The pandas operations you actually use every day, grouped by intent. One-liner explanations, no filler.

language-tooling #python #pandas #data

Read & write

import pandas as pd

pd.read_csv("data.csv")              # CSV
pd.read_parquet("data.parquet")      # Parquet — faster, typed, smaller
pd.read_json("data.json", lines=True) # JSON Lines
pd.read_sql(query, conn)             # From SQLAlchemy connection

df.to_parquet("out.parquet")         # Prefer Parquet over CSV for anything serious
df.to_csv("out.csv", index=False)    # `index=False` 99% of the time

Inspect

df.head(10)        # First 10 rows
df.tail(5)         # Last 5
df.shape           # (rows, cols)
df.dtypes          # Column types
df.info()          # Memory + nulls + types in one shot
df.describe()      # Summary stats for numeric columns
df["col"].value_counts()      # Frequency table
df.isna().sum()               # Nulls per column

Select

df["col"]                    # One column → Series
df[["a", "b"]]               # Many columns → DataFrame
df.loc[df["age"] > 30]       # Boolean mask
df.loc[10:20, ["a", "b"]]    # Label-based slice
df.iloc[10:20, 0:3]          # Position-based slice
df.query("age > 30 and city == 'Paris'")  # SQL-like expression

Filter

df[df["status"].isin(["paid", "shipped"])]
df[df["name"].str.startswith("A")]
df[df["created_at"].between("2026-01-01", "2026-03-31")]
df.dropna(subset=["email"])           # Drop rows missing email
df.fillna({"age": 0, "country": "NA"})  # Fill specific columns

Transform

df["age_years"] = df["age_days"] / 365
df["full_name"] = df["first"] + " " + df["last"]
df["bucket"] = pd.cut(df["age"], bins=[0, 18, 35, 65, 120])
df["score_z"] = (df["score"] - df["score"].mean()) / df["score"].std()
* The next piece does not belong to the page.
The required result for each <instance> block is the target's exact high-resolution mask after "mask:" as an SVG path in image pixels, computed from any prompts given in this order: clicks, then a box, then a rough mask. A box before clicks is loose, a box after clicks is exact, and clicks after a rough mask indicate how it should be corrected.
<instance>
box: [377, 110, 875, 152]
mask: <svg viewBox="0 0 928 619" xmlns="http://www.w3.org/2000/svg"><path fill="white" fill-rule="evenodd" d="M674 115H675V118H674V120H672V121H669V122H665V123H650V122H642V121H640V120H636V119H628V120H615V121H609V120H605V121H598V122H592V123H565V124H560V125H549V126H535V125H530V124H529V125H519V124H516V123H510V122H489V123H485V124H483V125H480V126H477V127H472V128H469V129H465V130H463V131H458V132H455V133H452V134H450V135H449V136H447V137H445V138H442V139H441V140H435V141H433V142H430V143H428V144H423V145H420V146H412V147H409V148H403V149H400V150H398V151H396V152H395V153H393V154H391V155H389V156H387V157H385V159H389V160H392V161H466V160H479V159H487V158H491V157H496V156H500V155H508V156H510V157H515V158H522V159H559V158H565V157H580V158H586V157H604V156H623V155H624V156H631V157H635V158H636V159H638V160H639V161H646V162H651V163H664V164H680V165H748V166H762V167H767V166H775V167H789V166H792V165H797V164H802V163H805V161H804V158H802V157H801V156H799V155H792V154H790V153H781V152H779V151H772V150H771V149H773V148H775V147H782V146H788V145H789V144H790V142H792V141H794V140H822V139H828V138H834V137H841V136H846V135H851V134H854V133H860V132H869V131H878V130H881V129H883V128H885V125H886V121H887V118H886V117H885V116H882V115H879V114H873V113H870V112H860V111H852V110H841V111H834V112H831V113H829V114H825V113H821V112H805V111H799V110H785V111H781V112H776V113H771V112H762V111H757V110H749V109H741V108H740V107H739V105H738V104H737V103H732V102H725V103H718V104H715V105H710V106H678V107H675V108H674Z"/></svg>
df.assign(profit=lambda d: d.revenue - d.cost)  # Method chaining
df.rename(columns={"old": "new"})
df.drop(columns=["junk"])
df.astype({"id": "int64", "price": "float32"})

Group & aggregate

df.groupby("country")["revenue"].sum()
df.groupby("country").agg(
    total=("revenue", "sum"),
    avg=("revenue", "mean"),
    n=("id", "count"),
)
df.groupby(["country", "year"])["revenue"].mean().unstack()
df.pivot_table(index="country", columns="month",
               values="revenue", aggfunc="sum")

Merge & join

pd.merge(orders, users, on="user_id", how="left")
pd.merge(a, b, left_on="uid", right_on="id", how="inner")
pd.concat([df1, df2], axis=0)        # Stack rows
pd.concat([df1, df2], axis=1)        # Stack columns
df1.join(df2, on="key")              # Index-aligned join

Time series

df["ts"] = pd.to_datetime(df["ts"])
df = df.set_index("ts").sort_index()
df.resample("D")["sales"].sum()              # Daily totals
df["sales"].rolling("7D").mean()             # 7-day moving average
df["sales"].shift(1)                          # Lag 1 day
df["sales"].pct_change()                      # Day-over-day change
df.between_time("09:00", "17:00")             # Working hours
df.tz_localize("UTC").tz_convert("Europe/Paris")

Performance one-liners

df.memory_usage(deep=True).sum() / 1e6        # MB used
df["cat_col"] = df["cat_col"].astype("category")  # Save memory on low-cardinality strings
df.to_parquet("out.parquet")                  # Smaller, faster than CSV

When pandas is too slow, the answer is usually Polars or DuckDB, not “more pandas tricks”.